Children’s Hospitals Recognize 2nd Anniversary of National Emergency in Children’s Mental Health
WASHINGTON, D.C. – Today marks two years since Children’s Hospital Association (CHA), along with the American Academy of Pediatrics (AAP) and the American Academy of Child and Adolescent Psychiatry (AACAP), declared a national state of emergency in child and adolescent mental health.

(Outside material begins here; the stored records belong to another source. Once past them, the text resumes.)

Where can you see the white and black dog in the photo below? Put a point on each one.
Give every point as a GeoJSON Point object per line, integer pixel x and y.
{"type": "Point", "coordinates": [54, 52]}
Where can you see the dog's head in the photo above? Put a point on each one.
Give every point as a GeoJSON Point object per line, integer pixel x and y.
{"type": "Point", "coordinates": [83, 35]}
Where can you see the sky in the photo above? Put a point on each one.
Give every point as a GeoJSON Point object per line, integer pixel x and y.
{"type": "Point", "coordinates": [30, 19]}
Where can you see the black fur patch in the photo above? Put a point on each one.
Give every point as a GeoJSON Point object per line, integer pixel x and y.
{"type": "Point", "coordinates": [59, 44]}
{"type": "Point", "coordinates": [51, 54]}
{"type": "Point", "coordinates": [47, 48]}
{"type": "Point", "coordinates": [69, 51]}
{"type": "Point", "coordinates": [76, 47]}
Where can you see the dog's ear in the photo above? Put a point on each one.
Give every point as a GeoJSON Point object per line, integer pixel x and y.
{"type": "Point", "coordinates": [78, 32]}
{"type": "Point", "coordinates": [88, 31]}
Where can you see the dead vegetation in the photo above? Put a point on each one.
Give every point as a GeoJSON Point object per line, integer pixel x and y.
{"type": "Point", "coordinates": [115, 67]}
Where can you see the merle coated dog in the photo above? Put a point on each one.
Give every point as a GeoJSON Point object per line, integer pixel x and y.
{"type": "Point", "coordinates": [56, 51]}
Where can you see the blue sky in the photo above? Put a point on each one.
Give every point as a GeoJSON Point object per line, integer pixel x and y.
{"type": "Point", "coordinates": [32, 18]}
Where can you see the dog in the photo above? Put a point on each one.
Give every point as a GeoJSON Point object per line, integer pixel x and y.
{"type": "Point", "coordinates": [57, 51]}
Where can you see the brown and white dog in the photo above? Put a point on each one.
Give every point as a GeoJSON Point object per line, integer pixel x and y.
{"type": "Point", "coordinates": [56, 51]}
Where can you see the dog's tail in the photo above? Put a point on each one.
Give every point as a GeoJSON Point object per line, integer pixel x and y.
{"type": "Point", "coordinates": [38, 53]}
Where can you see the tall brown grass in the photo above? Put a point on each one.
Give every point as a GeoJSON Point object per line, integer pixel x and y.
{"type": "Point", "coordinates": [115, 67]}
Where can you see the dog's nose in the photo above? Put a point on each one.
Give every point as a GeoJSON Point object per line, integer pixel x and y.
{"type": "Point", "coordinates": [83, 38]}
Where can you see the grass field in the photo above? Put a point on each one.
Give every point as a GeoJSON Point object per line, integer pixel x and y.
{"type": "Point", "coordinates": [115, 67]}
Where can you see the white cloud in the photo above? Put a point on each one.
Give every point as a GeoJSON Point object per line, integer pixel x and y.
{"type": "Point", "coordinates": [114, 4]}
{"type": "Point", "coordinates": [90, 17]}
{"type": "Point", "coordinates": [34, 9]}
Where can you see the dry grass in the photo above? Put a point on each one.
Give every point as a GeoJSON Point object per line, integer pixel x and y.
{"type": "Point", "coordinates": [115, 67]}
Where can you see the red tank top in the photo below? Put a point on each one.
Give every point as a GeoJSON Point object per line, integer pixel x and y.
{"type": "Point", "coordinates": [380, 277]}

“Two years after CHA joined the American Academy of Pediatrics and the American Academy of Child and Adolescent Psychiatry in declaring a national emergency in children’s mental health, too many children and teens nationwide are still without the mental health support and treatment they need,” said Matthew Cook, CEO of CHA. “This crisis has only grown since the COVID-19 pandemic and requires increased investment from policymakers. Congress must continue to prioritize children’s mental health and their well-being by passing meaningful legislation like the bipartisan Helping Kids Cope Act and additional investments to ensure children on Medicaid can access needed mental health care.”
According to a Youth Risk Behavior Survey conducted by the Centers for Disease Control and Prevention in 2021, 42 percent of all high school students surveyed said they had experienced “persistent feelings of sadness or hopelessness,” in the past year, including 60 percent of teenage girls and nearly half of Latino and multi-racial youth. Troublingly, 22 percent of youth reported they had seriously considered attempting suicide in the previous year, an increase over the past ten years for Black, white and Hispanic youth.
The Helping Kids Cope Act, introduced by Rep. Lisa Rochester (D-Del.) and Rep. Brian Fitzpatrick (R-Pa.), would bolster the pediatric mental health workforce and improve the availability of mental health care for kids.